I don't quite know where to start. You might say I am one of the lucky ones who possess psychic abilities, without practicing or believing in it. So I feel lazy, when the only powers I have spent time on, is those I cannot escape. Which is empath, or as I call it energetic sensitivity. However, it doesn't stop evolving. Even if I have lost my faith, and just want it to stop so I can have a break.
Curse I would call it, at the moment. Because it's not just empathic, feeling others emotions. I feel their presence, and it physically pains me. A few months ago, I felt like my head were exploding as I relaxed near a relative who were depressed. So I ran and got several crystals to hopefully let them take some of the energetic dissonance, instead of it reaching me.

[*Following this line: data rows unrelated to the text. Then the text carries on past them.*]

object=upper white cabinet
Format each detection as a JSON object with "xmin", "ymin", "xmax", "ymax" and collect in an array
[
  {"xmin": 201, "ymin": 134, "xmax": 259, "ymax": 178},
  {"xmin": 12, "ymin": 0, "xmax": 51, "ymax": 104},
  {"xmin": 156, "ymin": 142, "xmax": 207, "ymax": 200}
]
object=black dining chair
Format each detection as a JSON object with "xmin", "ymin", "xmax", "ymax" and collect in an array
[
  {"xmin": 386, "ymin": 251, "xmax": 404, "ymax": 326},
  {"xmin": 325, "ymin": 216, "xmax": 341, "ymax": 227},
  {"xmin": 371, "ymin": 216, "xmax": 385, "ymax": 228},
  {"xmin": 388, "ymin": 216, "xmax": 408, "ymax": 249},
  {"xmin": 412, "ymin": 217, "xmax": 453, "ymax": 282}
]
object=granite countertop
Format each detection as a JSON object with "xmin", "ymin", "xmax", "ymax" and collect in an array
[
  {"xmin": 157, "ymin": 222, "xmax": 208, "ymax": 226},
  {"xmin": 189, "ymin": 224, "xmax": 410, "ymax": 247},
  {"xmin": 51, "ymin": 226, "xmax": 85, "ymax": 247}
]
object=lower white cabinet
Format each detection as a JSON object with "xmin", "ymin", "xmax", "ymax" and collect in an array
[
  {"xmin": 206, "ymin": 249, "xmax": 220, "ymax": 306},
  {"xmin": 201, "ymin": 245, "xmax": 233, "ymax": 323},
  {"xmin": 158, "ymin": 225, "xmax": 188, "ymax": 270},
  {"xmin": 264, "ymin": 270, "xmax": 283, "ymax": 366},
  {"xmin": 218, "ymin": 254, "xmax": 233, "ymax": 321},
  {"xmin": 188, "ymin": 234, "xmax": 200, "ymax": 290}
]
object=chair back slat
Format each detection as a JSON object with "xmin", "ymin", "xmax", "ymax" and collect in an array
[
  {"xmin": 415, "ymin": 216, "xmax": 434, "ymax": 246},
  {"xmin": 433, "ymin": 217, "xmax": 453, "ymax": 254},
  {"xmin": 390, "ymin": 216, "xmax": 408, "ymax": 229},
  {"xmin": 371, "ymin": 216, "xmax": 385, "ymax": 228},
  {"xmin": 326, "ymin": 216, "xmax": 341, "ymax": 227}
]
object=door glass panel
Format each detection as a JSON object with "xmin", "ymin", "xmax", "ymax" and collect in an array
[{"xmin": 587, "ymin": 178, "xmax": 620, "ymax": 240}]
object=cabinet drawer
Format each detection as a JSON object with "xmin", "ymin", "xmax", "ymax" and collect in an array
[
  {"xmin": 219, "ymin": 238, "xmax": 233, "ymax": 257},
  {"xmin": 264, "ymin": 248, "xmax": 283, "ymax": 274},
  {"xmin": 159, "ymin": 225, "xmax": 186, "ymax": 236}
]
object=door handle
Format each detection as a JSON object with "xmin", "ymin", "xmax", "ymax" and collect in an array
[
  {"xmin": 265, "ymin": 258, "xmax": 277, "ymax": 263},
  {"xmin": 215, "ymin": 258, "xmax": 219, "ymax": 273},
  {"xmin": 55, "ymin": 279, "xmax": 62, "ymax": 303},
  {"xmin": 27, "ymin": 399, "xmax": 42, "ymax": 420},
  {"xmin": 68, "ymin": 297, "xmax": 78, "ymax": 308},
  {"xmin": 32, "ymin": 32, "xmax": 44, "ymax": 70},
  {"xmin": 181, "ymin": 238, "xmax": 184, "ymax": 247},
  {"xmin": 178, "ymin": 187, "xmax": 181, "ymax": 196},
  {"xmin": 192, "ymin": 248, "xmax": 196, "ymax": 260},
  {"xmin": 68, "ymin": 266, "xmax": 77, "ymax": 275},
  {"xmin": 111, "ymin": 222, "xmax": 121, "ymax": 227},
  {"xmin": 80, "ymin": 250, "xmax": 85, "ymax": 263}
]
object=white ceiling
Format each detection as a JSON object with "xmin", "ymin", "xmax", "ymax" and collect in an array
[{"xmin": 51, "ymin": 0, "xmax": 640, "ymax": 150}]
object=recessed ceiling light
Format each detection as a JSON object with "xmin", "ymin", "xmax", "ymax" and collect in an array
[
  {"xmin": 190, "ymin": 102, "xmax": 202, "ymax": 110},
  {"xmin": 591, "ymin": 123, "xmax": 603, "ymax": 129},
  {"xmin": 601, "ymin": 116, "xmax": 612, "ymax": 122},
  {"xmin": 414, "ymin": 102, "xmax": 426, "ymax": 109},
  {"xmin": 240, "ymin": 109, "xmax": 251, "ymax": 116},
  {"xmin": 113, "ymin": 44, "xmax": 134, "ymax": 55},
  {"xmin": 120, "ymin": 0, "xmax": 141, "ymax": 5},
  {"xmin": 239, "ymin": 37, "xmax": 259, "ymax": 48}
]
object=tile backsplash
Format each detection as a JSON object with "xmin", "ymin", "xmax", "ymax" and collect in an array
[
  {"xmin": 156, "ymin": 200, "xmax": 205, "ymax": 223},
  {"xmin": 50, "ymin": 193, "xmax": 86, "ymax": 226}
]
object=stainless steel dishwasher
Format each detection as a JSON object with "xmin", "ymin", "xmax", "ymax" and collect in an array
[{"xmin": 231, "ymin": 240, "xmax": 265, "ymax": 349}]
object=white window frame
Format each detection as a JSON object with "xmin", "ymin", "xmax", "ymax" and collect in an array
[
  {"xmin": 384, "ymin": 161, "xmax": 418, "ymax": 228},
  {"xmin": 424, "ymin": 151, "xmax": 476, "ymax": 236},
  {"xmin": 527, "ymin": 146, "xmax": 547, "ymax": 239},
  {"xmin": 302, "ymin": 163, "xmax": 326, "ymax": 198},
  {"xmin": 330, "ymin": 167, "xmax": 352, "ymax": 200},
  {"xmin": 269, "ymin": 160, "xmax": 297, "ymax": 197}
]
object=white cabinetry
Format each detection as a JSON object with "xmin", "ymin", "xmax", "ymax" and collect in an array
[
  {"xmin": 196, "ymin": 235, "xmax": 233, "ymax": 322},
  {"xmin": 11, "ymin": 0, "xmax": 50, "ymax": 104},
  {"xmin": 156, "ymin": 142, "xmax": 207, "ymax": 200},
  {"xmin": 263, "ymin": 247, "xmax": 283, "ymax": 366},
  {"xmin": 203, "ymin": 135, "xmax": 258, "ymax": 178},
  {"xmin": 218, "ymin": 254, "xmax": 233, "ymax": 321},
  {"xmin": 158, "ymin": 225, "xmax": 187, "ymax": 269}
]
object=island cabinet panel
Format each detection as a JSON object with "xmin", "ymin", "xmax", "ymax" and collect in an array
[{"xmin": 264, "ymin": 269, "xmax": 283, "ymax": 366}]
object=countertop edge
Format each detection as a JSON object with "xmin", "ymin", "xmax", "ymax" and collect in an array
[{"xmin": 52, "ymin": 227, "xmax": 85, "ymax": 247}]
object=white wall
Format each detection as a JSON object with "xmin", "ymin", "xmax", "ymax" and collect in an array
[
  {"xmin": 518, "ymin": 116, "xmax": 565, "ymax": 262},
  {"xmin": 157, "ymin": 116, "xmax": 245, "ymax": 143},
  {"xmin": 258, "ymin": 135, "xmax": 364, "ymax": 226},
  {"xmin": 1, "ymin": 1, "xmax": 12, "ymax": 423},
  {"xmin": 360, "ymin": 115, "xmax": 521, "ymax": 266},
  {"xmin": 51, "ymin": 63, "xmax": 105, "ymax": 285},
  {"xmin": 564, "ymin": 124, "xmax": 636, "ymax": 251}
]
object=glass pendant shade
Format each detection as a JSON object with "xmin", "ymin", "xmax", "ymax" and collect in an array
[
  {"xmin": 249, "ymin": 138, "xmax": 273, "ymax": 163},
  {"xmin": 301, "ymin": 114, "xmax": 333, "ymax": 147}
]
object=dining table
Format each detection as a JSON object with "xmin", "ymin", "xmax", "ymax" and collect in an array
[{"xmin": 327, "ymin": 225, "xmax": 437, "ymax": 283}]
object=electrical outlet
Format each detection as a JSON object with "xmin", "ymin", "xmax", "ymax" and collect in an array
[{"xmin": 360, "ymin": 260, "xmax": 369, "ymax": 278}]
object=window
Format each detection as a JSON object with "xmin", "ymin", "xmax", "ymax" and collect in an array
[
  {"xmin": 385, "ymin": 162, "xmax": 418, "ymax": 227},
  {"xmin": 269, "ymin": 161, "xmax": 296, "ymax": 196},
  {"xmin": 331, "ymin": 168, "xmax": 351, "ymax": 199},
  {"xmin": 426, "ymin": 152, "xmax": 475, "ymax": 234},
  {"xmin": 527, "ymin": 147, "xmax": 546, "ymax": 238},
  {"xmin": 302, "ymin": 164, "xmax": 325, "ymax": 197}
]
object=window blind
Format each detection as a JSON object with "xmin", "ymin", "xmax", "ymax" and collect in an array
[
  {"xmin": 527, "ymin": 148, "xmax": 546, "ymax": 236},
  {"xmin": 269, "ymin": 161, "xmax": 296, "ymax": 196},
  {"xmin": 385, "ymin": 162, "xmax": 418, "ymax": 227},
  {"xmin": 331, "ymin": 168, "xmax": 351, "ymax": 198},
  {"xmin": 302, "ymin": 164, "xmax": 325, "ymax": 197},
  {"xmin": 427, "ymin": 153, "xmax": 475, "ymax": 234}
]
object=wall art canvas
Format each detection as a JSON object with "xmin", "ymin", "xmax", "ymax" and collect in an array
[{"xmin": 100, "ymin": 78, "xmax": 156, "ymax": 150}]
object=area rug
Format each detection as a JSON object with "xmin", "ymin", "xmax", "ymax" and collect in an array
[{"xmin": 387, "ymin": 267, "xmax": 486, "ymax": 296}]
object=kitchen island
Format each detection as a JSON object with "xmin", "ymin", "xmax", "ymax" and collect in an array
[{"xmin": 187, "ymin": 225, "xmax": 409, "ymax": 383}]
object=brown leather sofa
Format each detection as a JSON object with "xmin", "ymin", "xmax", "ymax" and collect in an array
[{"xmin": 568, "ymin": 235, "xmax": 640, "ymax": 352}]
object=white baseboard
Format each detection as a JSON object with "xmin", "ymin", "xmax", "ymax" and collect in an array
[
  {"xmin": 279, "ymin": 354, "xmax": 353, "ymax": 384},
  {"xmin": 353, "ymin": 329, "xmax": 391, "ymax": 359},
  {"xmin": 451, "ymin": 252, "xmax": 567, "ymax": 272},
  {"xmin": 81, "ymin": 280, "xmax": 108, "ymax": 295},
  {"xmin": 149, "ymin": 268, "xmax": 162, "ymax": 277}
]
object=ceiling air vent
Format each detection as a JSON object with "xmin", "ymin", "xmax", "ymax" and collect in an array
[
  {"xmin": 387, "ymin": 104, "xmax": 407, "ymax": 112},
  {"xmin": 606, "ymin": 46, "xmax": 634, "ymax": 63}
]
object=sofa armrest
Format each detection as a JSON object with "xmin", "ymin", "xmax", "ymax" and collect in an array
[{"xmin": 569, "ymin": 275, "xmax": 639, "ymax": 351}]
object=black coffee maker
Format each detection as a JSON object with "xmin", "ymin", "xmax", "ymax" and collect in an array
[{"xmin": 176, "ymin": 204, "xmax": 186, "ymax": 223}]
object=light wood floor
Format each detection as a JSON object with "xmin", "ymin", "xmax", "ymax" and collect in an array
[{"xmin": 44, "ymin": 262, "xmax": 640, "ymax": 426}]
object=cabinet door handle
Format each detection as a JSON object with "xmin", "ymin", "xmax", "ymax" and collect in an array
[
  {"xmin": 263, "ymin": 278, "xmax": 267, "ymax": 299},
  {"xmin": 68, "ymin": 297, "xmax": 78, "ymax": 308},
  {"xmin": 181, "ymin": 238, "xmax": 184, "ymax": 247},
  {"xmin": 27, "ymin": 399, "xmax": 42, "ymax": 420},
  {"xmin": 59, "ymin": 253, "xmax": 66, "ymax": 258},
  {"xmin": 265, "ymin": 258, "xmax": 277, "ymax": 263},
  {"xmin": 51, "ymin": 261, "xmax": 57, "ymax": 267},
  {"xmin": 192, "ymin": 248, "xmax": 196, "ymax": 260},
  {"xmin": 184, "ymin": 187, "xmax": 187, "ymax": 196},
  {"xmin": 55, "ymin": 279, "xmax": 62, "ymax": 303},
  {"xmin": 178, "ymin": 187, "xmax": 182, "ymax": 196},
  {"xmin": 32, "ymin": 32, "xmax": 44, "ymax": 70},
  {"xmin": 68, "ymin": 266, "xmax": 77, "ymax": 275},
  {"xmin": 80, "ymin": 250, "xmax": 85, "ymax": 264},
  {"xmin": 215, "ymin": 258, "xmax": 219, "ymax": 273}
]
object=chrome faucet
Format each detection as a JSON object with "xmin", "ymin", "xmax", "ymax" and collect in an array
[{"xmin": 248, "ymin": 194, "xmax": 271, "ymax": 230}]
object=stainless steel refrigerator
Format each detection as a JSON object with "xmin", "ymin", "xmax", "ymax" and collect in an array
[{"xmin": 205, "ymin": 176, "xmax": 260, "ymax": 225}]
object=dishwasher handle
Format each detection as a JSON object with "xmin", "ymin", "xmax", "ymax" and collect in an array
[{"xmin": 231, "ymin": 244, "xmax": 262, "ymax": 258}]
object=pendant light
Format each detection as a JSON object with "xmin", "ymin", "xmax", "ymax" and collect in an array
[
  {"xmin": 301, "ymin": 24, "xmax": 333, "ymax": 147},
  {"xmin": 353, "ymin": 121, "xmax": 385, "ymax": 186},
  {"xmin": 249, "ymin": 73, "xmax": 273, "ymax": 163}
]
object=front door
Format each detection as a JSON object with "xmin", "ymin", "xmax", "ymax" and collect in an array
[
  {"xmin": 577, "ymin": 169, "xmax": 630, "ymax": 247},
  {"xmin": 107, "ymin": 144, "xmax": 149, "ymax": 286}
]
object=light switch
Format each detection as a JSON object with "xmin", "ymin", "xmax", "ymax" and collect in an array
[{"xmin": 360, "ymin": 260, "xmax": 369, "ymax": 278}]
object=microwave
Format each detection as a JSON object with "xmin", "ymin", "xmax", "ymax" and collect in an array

I cannot see any reason in this, what can I gain for my apparent energetic sensitivity, but lack of protection. Might just be lack of faith, but I cannot find it. It pains me greatly, as I live with my family. To actually be pained by their presence.
It's not anything too serious, just my head, or forehead to be more precise. But the moment they awaken, it starts, and it gets worse the closer they get. It usually overwhelms me the moment I leave my room, yet the moment I get back to myself again. It's back, in varying degrees depending on my surroundings.
I see that it doesn't matter how much I have learned, all the hours I've studied everything from crystals to science. All the supposed truths doesn't heal a broken faith.
I've had a lone wolf attitude never sharing anything about myself, coupled with believing I could do anything, whenever people had problems and dumped them on me, I said I could handle it all *bad mistake.
Now it pains my ego beliefs of self-sufficiency to reach out, be honest, and just say I'm lost. Before I always felt I had a backup generator, which pushed me back on track. Now I am just me, alone, with abilities I feel like I cannot handle anymore.
So if you have any advice, or could send some energy my way. You have my sincere gratitude.